En 285 pages, 10 chapitres et 5 annexes, l’OCDE présente au titre de l’action 1 les défis fiscaux liés à l’économie numérique et apporte une série de réponses tant en matière de fiscalité directe que de fiscalité indirecte.
Par Michel Combe, avocat associé, PwC Société d’Avocats
Le constat dans ce rapport est le même que celui qui avait été fait lors de la publication du projet initial : l’économie numérique est l’économie, elle n’est pas une économie distincte même si le rapport mentionne qu’elle a quelques caractéristiques marquées comme la mobilité, l’importance des données ou l’existence de monopoles ou tout au moins d’oligopoles.
L’OCDE confirme qu’il n’est pas possible de traiter le thème de la fiscalité numérique de manière autonome du reste de la fiscalité. Ce constat conduit à un ensemble de mesures, qui ne sont de ce fait pas propres à l’économie numérique et qui sont décrites dans d’autres rapports qui n’y sont pas dédiés.
Le rapport indique que l’économie numérique soulève des défis plus larges qui dépassent le champ de la lutte contre l’érosion des bases imposables et le transfert des bénéfices.
Deux séries d’actions :
i) au regard de l’imposition des bénéfices, l’OCDE suggère de traiter les défis au travers de 5 actions :
– les acteurs de l’économie numérique sont réputés avoir interprété de manière extensive les exceptions contenues dans la définition des établissements stables, dont celles relatives aux activités auxiliaires et préparatoires ou celles relatives à la présence de stocks. De même, ces acteurs sont réputés avoir des actions commerciales fortes sur certains territoires mais favoriseraient la conclusion des contrats résultant de ces actions commerciales par des entreprises établies dans d’autres Etats. Les réponses apportées par les travaux sous l’action 7 sont applicables à l’économie numérique ;
– les entreprises de l’univers numérique sont réputées avoir implanté des entités entrepreneuriales dans des Etats à fiscalité faible ou avoir négocié de manière agressive leurs régimes fiscaux dans des Etats à fiscalité normale. De même, elles sont présumées n’être présentes dans des pays à fiscalité normale ou forte qu’au travers des fonctions de support, d’accompagnement et d’information, ne réalisant qu’une faible partie du profit total. L’OCDE répond à ces deux éléments par l’action 3 au titre des sociétés étrangères sous contrôle et par l’ensemble des actions 8 à 10 au titre des prix de transfert ;
ii) au regard des défis plus larges, l’OCDE constate d’abord que les défis sont aussi liés à la TVA dans le cadre des flux entre les entreprises et les consommateurs.

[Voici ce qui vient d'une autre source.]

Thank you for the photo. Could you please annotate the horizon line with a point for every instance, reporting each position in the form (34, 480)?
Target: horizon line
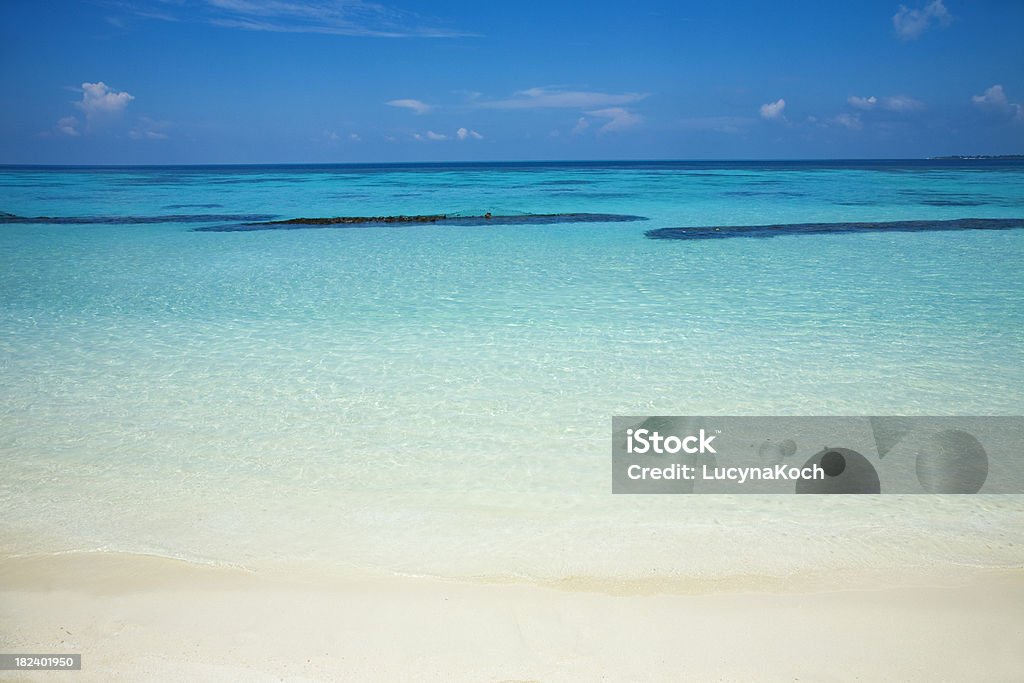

De nouvelles règles d’imposition
Toutefois, l’OCDE franchit un pas de plus, et c’est une nouveauté de ce second rapport. L’OCDE indique qu’à ce jour aucune des options analysées par la Task Force on Digital Economy n’ont été retenues. Ces options étaient :
– un nouveau nexus au travers de la notion de présence économique significative (significant economic presence) ;
– une retenue à la source sur certains types de transactions digitales et
– une imposition sous la forme d’un prélèvement dit «equalisation levy».
Ces mesures n’ont pas été recommandées parce que, entre autres raisons, il est escompté que les mesures élaborées et décrites ci-dessus dans le cadre du projet BEPS auront un impact substantiel sur les questions identifiées. De même, l’OCDE anticipe que certaines mesures adoptées atténueront les défis fiscaux plus larges et qu’enfin, désormais les taxes à la consommation seront prélevées de manière efficace dans le pays de mise sur le marché des biens ou services vendus de manière dématérialisée.
Mais une fois ce constat fait, l’OCDE indique que les Etats pourraient cependant incorporer dans leur corpus légal national l’une de ces trois options comme mesure de protection complémentaire (contre les abus des acteurs de l’économie numérique) à condition que ces mesures respectent les traités existants et autres conventions fiscales bilatérales.
On notera que l’OCDE constatant l’évolution permanente de l’économie digitale, suivra régulièrement si les règles adoptées continuent d’apporter une réponse adaptée aux défis fiscaux.
En conclusion, le fait de traiter les défis liés à l’économie numérique avec le corps de règles fiscales internationales uniformes et communes à nombre d’Etats est une mesure susceptible de limiter les cas de double imposition (et de non-imposition). A contrario, l’ouverture faite aux Etats de mettre en place des dispositifs fiscaux complémentaires doit conduire les entreprises à suivre avec attention toutes les mesures nationales que les Etats pourront mettre en place (ce que certains ont déjà commencé à faire) pour mieux appréhender au plan fiscal la création de valeur (cf. pour des exemples la Lettre gestion des groupes internationaux du 12 octobre 2015).